Diagnosing Lost and Duplicate Messages

The two complaints

Almost every interface incident an analyst is asked to investigate reduces to one of two reports. The first is “the message never arrived” — a clinician cannot see a result, an order, or an admission that the sending system insists it sent. The second is “we got it twice” — a duplicate appears in the receiving system, often a duplicate order or a doubled chart entry. Both are diagnosed the same way: not by guessing, but by methodically locating which point in the message’s journey it did or did not pass ¹. Troubleshooting is a discipline of narrowing, and the model below is the frame for it.

A three-checkpoint model

Every message that should have moved passes — or fails to pass — three checkpoints.

Sent. The source application actually emitted the message onto the wire.
Received. The engine (and ultimately the destination) accepted the bytes at the transport layer. For v2 over MLLP, this is the framing-level handshake: the message was delimited correctly and the connection acknowledged it.
Processed. The receiving application consumed the message and committed it. This is the application-acknowledgment level — the MSA segment of an application ACK reporting AA (accept) rather than AE/AR (error or reject).

The distinction between checkpoints 2 and 3 is the same MLLP-framing versus MSA-acknowledgment distinction covered earlier: a message can be received on the wire yet still be rejected or dropped by the application. The fault always lies between two adjacent checkpoints, and your job is to find which gap it fell into. Confirm sent, confirm received, confirm processed; the first checkpoint that fails tells you where to look.

Tracing a single message

The primary tool is the message control id in MSH-10, which uniquely identifies each message. Take the control id (or, if the user cannot give it, search by patient identifier and a timestamp window) and follow that one message end to end: the sending system’s outbound log, the engine’s message browser, and the receiving system’s inbound log. Each hop either shows the control id or does not, and the first hop that is missing it is the failed checkpoint.

When no single id is in hand, reconcile counts. Pull every message the sender claims to have sent in a time window and every message the receiver logged, then compare. A gap — sender shows 1,000, receiver shows 994 — both proves a loss and hands you the six control ids to chase individually ¹.

Lost messages: where they go

A “lost” message has usually not vanished; it stopped somewhere, and the logs say where:

Filtered out. A route rule decided the message was not relevant and dropped it by design. The engine log shows it arriving and being filtered — no error, just no forward. This is the easiest to mistake for a true loss.
Stuck in a queue. The message reached the engine but the outbound connection to the destination is down, so it sits in the queue waiting to be delivered. The message browser shows it queued, not sent; the destination log shows nothing.
Negatively acknowledged. The destination returned AE or AR — it received the message but rejected it (a validation failure, an unknown patient). Unless something reprocesses it, it stays failed. The engine log carries the rejection and often the error reason.
Transform error. The message hit an exception during transformation and never produced valid output to send. The engine log shows the error and the raw input.

The discriminator is how far the control id got: absent from the engine entirely points back toward the sender; present but filtered, queued, errored, or rejected each names a different fix.

Duplicate messages: causes

Duplicates almost always come from a retry or replay that lacked de-duplication:

Retry after a lost ACK. The destination processed the message but its acknowledgment never made it back, so the sender — following its reliability logic — resent. Without a check on the control id, the receiver commits it twice.
File or batch replay. An operator re-dropped a file, or a batch was reprocessed after a partial failure, re-sending messages that had already been delivered.
Two interfaces at once. During a migration, an old and a new interface version both run for a window and both deliver the same source message.

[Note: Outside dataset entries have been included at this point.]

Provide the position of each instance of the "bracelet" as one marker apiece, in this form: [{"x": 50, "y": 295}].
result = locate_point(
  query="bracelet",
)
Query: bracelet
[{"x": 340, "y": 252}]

Matching the duplicated control ids against the engine’s audit trail usually reveals which of these occurred — identical MSH-10 values point to a retry or replay, distinct ones point to two parallel feeds.

Tooling and habits

The engine’s message browser and audit trail are where most of this work happens: search by control id, patient identifier, or timestamp; read the per-message status and any error attached to it ¹. A few habits make the difference between a clean diagnosis and a guess. Always preserve the original raw message before anything is reprocessed — it is the evidence. Reproduce suspected faults in a test environment rather than the live feed, so a fix can be confirmed without risking patient data. And record which checkpoint failed, so the next analyst who sees the same symptom starts where you left off.